Download or read book Revolting Prostitutes written by Molly Smith and published by Verso Books. This book was released on 2018-11-06 with total page 289 pages. Available in PDF, EPUB and Kindle. Book excerpt: How the law harms sex workers—and what they want instead Do you have to endorse prostitution in order to support sex worker rights? Should clients be criminalized, and can the police deliver justice? In Revolting Prostitutes, sex workers Juno Mac and Molly Smith bring a fresh perspective to questions that have long been contentious. Speaking from a growing global sex worker rights movement, and situating their argument firmly within wider questions of migration, work, feminism, and resistance to white supremacy, they make it clear that anyone committed to working towards justice and freedom should be in support of the sex worker rights movement.

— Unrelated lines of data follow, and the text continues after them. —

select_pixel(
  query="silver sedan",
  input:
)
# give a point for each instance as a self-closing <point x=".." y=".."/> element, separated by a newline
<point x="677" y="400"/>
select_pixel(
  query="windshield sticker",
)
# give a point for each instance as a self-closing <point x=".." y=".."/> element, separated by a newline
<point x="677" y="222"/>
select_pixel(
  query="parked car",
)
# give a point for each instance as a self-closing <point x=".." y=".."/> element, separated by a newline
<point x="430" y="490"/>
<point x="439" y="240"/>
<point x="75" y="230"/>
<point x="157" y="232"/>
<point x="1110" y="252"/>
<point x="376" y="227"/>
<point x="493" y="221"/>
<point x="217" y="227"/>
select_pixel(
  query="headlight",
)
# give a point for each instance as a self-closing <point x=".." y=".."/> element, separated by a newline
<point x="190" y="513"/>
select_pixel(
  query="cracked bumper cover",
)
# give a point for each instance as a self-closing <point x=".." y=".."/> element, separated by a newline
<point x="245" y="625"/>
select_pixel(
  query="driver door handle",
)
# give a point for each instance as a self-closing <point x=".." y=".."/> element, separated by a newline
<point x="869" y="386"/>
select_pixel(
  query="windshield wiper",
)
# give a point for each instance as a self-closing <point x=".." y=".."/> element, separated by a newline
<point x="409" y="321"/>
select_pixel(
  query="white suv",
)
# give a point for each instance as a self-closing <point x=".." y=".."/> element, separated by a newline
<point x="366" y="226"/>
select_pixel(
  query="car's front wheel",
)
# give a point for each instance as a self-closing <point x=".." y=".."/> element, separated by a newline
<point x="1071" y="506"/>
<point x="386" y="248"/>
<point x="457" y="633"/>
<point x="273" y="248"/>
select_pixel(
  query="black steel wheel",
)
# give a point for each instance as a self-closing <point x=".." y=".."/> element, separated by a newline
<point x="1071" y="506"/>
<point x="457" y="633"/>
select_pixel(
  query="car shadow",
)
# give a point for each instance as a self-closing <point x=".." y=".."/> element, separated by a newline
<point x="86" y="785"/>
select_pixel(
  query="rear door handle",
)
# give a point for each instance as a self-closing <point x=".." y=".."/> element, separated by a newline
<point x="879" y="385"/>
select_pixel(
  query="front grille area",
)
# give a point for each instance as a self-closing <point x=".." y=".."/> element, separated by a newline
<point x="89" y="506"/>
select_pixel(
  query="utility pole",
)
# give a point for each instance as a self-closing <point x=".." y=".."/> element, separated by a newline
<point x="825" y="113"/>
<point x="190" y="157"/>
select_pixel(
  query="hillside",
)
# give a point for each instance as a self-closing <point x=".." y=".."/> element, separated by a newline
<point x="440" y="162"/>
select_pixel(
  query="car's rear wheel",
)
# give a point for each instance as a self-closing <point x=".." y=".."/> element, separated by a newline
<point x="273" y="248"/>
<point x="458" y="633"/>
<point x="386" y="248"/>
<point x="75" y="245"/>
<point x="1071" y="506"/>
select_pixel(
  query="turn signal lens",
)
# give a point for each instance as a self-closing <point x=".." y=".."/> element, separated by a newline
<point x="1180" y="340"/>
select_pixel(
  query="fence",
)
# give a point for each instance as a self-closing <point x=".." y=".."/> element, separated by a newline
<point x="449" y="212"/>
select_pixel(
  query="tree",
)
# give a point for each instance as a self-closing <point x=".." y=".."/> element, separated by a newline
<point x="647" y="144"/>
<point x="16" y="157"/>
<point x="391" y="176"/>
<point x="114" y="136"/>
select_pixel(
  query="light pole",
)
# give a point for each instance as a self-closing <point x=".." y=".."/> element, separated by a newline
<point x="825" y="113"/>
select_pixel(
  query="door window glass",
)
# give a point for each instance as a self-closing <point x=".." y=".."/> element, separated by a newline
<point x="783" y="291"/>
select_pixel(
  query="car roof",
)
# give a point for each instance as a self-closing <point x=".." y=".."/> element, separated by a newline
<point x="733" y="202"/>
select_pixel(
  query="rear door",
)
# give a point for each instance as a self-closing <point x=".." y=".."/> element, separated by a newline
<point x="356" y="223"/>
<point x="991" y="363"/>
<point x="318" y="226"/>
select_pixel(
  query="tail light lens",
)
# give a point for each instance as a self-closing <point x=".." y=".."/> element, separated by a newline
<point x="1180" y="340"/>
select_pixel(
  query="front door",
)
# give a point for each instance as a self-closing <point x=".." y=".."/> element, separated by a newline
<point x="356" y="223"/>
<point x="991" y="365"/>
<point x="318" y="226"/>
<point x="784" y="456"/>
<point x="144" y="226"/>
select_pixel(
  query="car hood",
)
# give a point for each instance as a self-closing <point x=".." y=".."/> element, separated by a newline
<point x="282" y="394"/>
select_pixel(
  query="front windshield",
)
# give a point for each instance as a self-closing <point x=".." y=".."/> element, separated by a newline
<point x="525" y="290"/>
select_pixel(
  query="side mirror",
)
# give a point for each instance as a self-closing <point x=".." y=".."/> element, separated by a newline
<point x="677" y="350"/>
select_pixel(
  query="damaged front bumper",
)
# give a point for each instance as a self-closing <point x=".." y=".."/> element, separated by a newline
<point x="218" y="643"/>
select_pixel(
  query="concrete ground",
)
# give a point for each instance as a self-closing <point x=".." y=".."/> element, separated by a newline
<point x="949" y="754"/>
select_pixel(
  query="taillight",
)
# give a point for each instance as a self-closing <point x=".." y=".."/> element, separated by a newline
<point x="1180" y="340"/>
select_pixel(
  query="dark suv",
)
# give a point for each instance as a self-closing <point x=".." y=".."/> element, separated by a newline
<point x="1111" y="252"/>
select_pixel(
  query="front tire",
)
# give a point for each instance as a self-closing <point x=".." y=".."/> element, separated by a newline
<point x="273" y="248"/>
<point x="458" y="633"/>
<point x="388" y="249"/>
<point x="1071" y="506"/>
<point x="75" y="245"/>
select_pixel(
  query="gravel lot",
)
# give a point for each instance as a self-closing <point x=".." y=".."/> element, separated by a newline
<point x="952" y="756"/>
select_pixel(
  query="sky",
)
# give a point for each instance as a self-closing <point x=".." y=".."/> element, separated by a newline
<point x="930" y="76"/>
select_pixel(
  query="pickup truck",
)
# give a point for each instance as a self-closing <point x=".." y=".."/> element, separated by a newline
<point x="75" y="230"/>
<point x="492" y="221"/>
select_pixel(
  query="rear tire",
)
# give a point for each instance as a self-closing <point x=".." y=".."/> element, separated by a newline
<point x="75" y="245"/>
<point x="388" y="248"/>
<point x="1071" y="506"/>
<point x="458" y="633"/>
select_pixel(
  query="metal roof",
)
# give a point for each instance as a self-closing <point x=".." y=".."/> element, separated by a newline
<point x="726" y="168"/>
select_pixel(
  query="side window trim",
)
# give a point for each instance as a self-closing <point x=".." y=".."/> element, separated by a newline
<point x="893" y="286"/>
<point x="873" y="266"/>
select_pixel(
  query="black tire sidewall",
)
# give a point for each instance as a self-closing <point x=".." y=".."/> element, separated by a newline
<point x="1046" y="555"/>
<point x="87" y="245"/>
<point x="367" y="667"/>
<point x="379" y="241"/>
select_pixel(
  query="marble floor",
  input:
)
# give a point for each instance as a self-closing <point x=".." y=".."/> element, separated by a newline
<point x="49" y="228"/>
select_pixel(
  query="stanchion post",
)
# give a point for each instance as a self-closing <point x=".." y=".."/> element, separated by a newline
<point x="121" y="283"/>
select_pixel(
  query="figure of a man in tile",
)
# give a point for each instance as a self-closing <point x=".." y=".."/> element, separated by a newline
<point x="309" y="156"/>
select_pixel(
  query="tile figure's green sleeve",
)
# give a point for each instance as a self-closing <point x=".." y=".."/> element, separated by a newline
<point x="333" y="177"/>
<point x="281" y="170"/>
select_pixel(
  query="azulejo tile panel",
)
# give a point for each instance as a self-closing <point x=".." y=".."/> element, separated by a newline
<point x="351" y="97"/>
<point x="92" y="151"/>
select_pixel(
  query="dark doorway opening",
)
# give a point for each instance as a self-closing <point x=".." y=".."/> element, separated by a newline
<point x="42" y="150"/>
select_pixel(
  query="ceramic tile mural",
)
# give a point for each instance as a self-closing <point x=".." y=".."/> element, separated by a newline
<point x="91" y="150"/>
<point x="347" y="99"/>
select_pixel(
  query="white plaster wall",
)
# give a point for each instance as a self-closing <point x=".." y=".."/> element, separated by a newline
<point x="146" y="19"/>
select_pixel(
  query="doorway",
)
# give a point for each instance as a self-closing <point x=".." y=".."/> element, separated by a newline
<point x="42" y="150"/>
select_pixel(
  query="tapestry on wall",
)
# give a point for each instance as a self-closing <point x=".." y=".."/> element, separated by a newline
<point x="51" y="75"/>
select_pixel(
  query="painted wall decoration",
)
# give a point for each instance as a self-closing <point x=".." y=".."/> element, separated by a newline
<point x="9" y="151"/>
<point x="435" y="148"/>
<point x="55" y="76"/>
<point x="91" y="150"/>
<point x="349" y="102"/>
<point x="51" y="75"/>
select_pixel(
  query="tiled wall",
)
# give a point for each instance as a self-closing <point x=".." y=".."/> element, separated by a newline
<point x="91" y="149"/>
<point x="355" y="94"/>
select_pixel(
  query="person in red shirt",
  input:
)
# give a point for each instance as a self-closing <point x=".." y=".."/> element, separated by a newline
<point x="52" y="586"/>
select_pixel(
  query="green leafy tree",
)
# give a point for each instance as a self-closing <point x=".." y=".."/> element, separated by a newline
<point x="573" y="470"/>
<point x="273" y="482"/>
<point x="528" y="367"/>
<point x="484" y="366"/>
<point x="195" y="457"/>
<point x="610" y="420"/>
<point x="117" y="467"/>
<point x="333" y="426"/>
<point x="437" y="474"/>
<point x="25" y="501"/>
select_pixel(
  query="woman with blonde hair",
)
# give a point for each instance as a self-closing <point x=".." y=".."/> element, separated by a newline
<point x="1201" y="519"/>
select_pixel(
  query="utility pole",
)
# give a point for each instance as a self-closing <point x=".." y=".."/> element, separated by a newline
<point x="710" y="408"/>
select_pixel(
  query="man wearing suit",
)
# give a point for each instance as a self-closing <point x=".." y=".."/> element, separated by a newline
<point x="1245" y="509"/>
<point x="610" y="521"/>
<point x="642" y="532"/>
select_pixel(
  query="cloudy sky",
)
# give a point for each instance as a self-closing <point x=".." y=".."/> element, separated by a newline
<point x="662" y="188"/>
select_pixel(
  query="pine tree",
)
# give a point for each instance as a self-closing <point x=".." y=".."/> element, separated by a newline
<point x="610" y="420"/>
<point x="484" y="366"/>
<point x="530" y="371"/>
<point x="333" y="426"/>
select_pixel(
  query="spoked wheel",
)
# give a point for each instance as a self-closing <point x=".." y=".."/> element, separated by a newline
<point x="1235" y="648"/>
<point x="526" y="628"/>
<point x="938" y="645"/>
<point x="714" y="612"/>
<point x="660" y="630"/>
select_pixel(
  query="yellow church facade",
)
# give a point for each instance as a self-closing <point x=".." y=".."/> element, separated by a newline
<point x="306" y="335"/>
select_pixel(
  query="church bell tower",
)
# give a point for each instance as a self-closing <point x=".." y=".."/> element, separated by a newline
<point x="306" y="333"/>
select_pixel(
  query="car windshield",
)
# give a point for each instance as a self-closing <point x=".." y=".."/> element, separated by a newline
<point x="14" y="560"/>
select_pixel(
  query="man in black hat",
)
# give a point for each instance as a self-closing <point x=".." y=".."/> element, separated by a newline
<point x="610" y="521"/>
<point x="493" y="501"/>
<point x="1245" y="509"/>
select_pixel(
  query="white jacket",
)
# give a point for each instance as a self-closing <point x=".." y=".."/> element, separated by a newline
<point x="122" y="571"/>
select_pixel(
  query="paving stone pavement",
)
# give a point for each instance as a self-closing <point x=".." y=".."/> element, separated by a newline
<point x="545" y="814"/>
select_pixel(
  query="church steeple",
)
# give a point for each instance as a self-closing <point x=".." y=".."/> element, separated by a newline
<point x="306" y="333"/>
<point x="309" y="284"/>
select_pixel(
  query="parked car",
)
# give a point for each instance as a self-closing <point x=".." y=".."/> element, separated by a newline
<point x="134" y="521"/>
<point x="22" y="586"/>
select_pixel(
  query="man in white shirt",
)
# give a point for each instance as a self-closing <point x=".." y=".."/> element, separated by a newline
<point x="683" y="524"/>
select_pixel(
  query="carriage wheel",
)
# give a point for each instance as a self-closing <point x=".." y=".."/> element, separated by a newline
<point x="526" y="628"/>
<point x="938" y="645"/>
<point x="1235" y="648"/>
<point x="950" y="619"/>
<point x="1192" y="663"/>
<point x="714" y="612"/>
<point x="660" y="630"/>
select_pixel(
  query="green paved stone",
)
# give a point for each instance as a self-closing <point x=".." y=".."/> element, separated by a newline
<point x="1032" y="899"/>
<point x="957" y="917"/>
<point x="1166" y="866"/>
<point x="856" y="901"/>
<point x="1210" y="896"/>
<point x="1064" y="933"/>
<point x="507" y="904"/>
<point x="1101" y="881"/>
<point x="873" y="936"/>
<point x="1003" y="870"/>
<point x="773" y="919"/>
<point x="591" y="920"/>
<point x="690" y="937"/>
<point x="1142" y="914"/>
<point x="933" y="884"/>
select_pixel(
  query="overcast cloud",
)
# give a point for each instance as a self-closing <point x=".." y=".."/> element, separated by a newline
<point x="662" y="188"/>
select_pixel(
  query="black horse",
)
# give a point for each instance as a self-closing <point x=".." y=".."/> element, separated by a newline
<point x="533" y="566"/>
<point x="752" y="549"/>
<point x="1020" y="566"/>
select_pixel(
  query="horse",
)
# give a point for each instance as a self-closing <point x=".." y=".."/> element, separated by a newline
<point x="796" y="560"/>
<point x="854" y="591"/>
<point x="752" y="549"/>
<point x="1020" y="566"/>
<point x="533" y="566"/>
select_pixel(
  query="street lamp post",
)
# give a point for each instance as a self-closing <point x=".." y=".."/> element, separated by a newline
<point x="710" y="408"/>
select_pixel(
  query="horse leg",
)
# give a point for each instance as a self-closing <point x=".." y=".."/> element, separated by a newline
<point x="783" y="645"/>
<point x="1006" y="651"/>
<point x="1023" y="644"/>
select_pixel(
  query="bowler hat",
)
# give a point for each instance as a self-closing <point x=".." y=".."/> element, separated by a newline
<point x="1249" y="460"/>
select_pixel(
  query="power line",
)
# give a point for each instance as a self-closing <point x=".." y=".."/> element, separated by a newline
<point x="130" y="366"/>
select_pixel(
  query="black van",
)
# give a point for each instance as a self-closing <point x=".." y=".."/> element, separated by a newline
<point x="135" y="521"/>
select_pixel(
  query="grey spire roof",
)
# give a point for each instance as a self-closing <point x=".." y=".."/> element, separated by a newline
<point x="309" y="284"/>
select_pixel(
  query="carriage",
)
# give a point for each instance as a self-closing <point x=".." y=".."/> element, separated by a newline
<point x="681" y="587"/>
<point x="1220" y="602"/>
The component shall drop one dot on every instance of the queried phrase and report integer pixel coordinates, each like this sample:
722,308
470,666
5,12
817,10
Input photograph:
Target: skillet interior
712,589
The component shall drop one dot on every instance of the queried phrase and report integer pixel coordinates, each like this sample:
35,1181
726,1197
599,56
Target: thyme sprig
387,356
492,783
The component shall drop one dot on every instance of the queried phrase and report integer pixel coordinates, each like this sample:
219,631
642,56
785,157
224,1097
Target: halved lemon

Book Revolting Prostitutes

Download or read book Revolting Prostitutes written by Molly Smith and published by Verso Books. This book was released on 2018-11-06 with total page 347 pages. Available in PDF, EPUB and Kindle. Book excerpt: How the law harms sex workers - and what they want instead Do you have to endorse prostitution in order to support sex worker rights? Should clients be criminalized, and can the police deliver justice? In Revolting Prostitutes, sex workers Juno Mac and Molly Smith bring a fresh perspective to questions that have long been contentious. Speaking from a growing global sex worker rights movement, and situating their argument firmly within wider questions of migration, work, feminism, and resistance to white supremacy, they make it clear that anyone committed to working towards justice and freedom should be in support of the sex worker rights movement.